Now let your student play the drama of Barbara Allen.
She analyzes well, but she didn't begin at the beginning.  Suggest that she run by the lake in the dark of the moon--or the light--stretch her arms wide to hold the beauty of the night, sing out joyously to the sky, whirl in the breeze, come alive (what does it mean: "alive") from top to toe-- Create a world in which there are no "thou shalt nots" which destroy the joy of God's world.


It isn't a great play but it is a beautiful one if the director is capable of finding its living pulse.  It has depths that are not melodrama, nor pure spectacle.
___


This letter made the phrase "learn to trust the play" meaningful to my teaching life.

1.  What's the play about?  What does it say about that theme?  For what purpose? (What does the play want the audience to do as a result of being entertained? What does "entertain" actually mean/imply?)

2.  What dynamic forces in conflict create the world of the play?  (What does "the world of the play" refer to exactly?)

3.  What characters specifically embody those discrete forces?

Surprise yourself.  Take a look at plays discussed in previous posts on this blog.  Even with the densest, greatest, most complex of masterpieces, try to be as simple and clear and unambiguously direct as Krause is with Dark of the Moon.

The Seagull  
       Keep the title in mind

Macbeth
      What's being dramatized?  (What does the word "dramatized" actually mean?)

Romeo and Juliet
       Is it just about young love? What forces in conflict is the tragedy rooted in?

The Homecoming
       What exactly are the conflicting social and domestic currents that underlie the world of this play?

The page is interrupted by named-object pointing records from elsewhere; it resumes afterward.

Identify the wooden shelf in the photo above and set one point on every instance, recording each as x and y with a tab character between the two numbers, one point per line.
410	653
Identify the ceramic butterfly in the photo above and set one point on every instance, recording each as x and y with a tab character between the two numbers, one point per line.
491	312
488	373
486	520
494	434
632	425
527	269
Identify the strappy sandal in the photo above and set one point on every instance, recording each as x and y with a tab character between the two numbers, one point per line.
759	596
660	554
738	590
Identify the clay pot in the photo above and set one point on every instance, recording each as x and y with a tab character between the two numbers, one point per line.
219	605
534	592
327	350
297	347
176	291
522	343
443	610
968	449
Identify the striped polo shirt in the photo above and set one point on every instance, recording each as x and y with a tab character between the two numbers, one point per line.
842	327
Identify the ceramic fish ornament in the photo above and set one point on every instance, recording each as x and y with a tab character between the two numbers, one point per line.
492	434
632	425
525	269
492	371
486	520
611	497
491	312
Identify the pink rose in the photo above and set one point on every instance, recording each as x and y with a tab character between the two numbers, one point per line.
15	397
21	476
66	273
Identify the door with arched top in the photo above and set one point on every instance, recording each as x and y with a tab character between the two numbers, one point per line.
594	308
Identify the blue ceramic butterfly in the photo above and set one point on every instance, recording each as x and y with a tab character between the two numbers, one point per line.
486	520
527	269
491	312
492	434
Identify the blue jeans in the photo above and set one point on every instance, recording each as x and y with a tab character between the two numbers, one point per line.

What specific force does each character embody?

Old Times
       If you focus on the world of the play and not just on the individual lives of the characters, then asking "what's at stake" may be another way of getting at what is the central dramatic conflict. (What exactly does the phrase "the world of the play" mean?)

Arms and the Man 
      What does Shaw hope people will do in response to seeing this play?

Doing this preliminary work before you start acting or directing a play is as reasonable as drawing up a blueprint before you start building, or outlining a novel or a screenplay before you start writing.  It provides a guide for the work of creating character and relationships, situation and given circumstances, drama.  It becomes the grounding for a responsible and creative "director's concept" or for truly insightful subsequent "actor's choices".

During the time I studied with Krause, whenever we worked on a new play she would always start by asking:  What is the playwright getting at?
As the place to start, it continues to makes sense.